Bagi sebagian penggemar, kasus ini merusak citranya. Mereka menganggap putusan pengadilan dan argumen kasino sebagai bukti bahwa metode tersebut melewati batas etika. Bagi yang lain, kasus ini justru memperkuat reputasi Ivey sebagai pencari keunggulan pemberani yang menemukan celah dalam permainan kasino dan memanfaatkannya. Kedua reaksi ini menjelaskan mengapa kontroversi itu masih melekat padanya.
Kasus ini tidak menghapus pencapaian poker-nya. Ivey tetap menjadi peraih 11 gelang WSOP dan salah satu pemain paling dihormati dalam sejarah poker. Tetapi kasus ini menambahkan babak hukum dan etika yang harus dibahas dalam setiap profil lengkap Phil Ivey.

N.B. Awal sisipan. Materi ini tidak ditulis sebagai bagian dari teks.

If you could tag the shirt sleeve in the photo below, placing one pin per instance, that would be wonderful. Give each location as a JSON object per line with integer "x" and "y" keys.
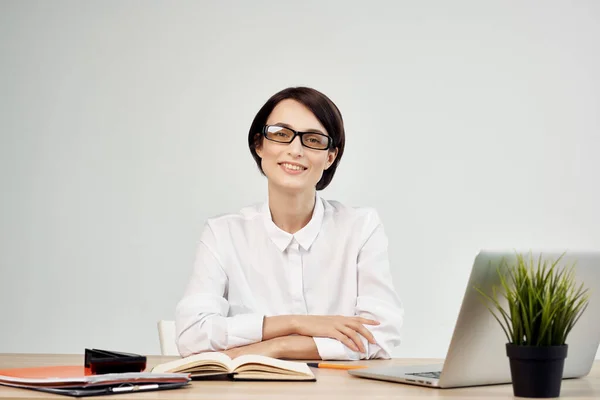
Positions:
{"x": 377, "y": 299}
{"x": 201, "y": 319}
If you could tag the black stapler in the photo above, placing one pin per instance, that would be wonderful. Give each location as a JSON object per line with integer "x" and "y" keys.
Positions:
{"x": 109, "y": 362}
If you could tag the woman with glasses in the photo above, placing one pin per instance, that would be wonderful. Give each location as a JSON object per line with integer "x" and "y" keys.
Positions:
{"x": 297, "y": 276}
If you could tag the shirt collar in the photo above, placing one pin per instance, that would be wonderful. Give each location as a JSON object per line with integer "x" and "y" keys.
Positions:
{"x": 305, "y": 236}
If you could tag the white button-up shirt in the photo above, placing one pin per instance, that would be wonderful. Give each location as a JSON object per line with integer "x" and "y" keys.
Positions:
{"x": 247, "y": 268}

Apakah Phil Ivey Dibayar oleh Crockfords?
Tidak. Phil Ivey tidak menerima £7,7 juta kemenangan yang disengketakan dari Crockfords. Crockfords menolak membayar kemenangan tersebut setelah sesi bakarat 2012. Ivey menggugat untuk mendapatkan kembali uangnya, tetapi Mahkamah Agung Inggris menolak bandingnya pada 2017. Kasino mengembalikan modal awalnya, tetapi keuntungan yang disengketakan tidak dibayarkan kepadanya. Hasil itulah salah satu alasan kasus Crockfords menjadi begitu terkenal. Ini bukan hanya perdebatan tentang etika perjudian. Ini juga sengketa atas kemenangan kasino dalam jumlah sangat besar yang tidak pernah dibayar.